Andaikata waktu itu saya bisa bermusik dan bergaul dengan ingatan-ingatan yang tetap melekat, kemungkinan pondasi hidup saya hari ini menjadi kokoh. Dan saya bisa berbicara dalam banyak dimensi. Sayang semua hilang.

Menyesal sih iya. Tapi apa yang lebih indah dari bangkit atas keterpurukan? Saya senang sadar dan cukup paham dengan perjalanan hidup saya. Yang bisa dipetik dari perjalanan hidup ini adalah hal-hal positif itu bisa tumbuh dan mengakar dalam ingatan ketika kita konsisten dalam melatihnya.

Cholil Efek Rumah Kaca bersama istrinya dalam duonya di Indie Art Wedding berkata dalam lagunya yang berjudul Hidup Itu Pendek Seni Itu Panjang: "Hey, taukah kau bahwa hidup itu berat. Mengapa kau tak mencoba berkesenian saja. Karena seni membuat terasa mudah, Karena seni membuat terasa indah, Karena seni membuat terasa asik." Hari ini saya kembali bermusik, namun saya juga telah meninggalkan bahkan jijik dengan dunia hitam, kecuali merokok (walau bagi saya hari ini merokok bukanlah merupakan hal negatif). Dan semoga dengan kembali berkesenian, semua hal-hal positif dalam masa kecil itu bisa kembali dalam rimba ingatanku. Pun tidak, setidaknya hidup ini menjadi terasa mudah, indah, dan asik.

Dari hasil renungan ini, saya jadi merasa bahwa seperti itulah mungkin konsep karma. Saya agak sepakat dengan karma menurut wikipedia, "karma adalah pengumpulan efek-efek (akibat) tindakan/perilaku/sikap dari kehidupan yang lampau dan yang menentukan nasib saat ini, maka karma berkaitan erat dengan kelahiran kembali (reinkarnasi)". Ya, saya merasa seperti lahir kembali. Tidak seperti pengertian karma yang sering dimitoskan oleh orang umum. Misalkan kalau kita menabrak kucing saat berkendara, baik tidak disengaja, kita harus langsung menguburnya memakai baju kaos yang kita kenakan. Jika tidak, kita bisa celaka saat berkendara. Pertanyaannya, bagaimana semisal ketika kejadian itu terjadi, saat bersamaan kita harus sampai pada satu tujuan secara on time, dimana tujuan tersebut menentukan masa depan kita? Dan kalau telat, taruhannya adalah masa depan? Semisal ujian final skripsi dan sebagainya? Lagian, apakah roh kucing itu seperti kuntilanak dalam film-film sampah yang dapat menghantui kita tiap saat?

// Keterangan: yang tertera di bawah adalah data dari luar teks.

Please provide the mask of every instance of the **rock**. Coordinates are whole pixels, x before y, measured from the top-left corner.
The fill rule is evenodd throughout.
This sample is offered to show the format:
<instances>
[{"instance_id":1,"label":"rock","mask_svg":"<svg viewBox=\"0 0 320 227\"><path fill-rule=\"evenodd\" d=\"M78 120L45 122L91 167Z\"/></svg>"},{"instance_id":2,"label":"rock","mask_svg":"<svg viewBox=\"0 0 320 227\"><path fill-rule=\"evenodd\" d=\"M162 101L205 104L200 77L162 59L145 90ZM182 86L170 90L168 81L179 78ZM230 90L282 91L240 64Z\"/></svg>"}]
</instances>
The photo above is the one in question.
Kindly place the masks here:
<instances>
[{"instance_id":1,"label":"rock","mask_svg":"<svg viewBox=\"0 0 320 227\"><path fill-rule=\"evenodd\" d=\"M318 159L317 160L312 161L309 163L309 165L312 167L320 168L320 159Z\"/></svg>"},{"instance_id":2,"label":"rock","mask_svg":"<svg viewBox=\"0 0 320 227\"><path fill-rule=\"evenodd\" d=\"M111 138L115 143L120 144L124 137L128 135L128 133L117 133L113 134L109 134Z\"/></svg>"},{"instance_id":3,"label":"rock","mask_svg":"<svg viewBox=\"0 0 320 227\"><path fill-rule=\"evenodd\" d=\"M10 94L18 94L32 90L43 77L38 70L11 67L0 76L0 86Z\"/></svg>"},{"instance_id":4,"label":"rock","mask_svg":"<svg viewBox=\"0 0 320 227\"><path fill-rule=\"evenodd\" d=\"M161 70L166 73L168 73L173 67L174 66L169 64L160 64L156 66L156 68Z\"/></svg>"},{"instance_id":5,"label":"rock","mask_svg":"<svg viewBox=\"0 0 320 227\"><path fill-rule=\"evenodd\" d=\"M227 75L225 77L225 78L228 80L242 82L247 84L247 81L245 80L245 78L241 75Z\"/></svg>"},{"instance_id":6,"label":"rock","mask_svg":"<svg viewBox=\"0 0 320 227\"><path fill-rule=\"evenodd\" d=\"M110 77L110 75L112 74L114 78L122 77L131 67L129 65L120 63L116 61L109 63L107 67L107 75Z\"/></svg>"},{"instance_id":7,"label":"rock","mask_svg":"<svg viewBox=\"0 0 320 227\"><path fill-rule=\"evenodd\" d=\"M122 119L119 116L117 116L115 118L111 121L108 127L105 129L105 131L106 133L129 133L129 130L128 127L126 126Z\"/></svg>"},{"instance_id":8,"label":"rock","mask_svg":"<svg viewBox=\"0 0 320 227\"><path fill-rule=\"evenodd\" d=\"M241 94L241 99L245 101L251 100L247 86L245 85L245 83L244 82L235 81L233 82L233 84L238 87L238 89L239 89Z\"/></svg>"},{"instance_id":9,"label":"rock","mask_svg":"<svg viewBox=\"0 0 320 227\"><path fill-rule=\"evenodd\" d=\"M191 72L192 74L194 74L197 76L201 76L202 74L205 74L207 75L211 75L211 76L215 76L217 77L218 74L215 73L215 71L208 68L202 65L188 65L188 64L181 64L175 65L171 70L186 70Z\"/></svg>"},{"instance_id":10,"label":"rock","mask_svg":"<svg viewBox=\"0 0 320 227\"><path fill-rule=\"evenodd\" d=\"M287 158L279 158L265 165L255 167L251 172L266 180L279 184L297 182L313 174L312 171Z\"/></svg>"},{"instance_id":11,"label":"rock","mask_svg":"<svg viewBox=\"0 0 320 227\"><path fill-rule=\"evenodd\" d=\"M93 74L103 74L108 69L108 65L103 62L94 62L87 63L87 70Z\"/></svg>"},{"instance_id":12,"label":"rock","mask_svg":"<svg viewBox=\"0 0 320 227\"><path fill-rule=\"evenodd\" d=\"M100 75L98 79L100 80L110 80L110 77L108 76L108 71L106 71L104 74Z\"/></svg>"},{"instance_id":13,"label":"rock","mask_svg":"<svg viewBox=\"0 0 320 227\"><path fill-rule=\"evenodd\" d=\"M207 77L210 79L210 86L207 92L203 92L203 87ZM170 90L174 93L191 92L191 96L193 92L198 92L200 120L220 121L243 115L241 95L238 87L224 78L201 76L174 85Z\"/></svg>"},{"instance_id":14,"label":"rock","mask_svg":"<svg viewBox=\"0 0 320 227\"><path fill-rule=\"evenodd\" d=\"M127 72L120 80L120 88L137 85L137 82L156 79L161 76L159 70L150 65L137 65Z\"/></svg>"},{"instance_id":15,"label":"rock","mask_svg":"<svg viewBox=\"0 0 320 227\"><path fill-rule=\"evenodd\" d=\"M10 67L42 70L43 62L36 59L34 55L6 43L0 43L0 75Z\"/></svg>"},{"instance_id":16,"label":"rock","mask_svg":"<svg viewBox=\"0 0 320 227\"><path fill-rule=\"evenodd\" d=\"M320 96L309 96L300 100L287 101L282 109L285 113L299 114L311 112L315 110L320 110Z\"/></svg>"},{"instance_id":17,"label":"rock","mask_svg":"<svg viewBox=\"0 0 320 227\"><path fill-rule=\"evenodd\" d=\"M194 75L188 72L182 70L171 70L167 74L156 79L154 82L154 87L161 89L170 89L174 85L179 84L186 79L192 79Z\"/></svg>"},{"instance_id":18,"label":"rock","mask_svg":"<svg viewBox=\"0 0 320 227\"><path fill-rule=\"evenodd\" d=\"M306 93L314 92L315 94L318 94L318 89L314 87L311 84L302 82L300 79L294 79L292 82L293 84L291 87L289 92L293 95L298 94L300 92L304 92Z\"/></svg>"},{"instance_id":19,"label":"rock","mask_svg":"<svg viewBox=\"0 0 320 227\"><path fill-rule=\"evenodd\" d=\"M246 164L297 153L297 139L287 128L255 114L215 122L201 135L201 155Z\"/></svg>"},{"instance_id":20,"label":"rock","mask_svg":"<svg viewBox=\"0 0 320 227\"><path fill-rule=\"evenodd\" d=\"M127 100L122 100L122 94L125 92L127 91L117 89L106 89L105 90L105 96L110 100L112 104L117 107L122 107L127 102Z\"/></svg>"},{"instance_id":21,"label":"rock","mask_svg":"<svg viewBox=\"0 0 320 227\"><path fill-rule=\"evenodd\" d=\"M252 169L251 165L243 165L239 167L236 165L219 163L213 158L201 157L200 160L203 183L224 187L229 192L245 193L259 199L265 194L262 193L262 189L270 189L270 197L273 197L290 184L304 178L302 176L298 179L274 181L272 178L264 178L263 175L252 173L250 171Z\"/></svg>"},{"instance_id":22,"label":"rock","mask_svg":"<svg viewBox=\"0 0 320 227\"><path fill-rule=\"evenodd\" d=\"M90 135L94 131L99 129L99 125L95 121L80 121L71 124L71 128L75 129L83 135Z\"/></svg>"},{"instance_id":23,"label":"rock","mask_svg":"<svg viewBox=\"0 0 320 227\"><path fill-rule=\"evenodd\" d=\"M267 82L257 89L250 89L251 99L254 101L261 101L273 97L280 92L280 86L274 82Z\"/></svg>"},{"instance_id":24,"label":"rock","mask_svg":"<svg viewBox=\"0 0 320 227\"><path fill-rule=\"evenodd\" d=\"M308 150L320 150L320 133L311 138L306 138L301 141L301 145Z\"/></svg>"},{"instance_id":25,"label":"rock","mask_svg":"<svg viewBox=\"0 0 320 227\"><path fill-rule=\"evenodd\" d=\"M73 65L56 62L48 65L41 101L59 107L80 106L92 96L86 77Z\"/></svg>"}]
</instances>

Karma bagiku adalah ketika kita mengalihkan suatu perhatian pada perhatian lain. Dimana dalam proses pengalihan perhatian tersebut kita melupakan perhatian sebelumnya. Semisal ketika kita belajar ilmu agama, dan ketika hal tersebut kita tinggalkan maka karmanya adalah kehilangan ilmu agama. Karma juga bagiku bagaikan otot binaragawan; ketika otot aktif dilatih, maka kemampuannya akan bertambah dan semakin berpotensi untuk mengangkat beban berat, namun ketika latihan dan pola makan tak dijaga, maka karmanya adalah otot kemudian menjadi lentur.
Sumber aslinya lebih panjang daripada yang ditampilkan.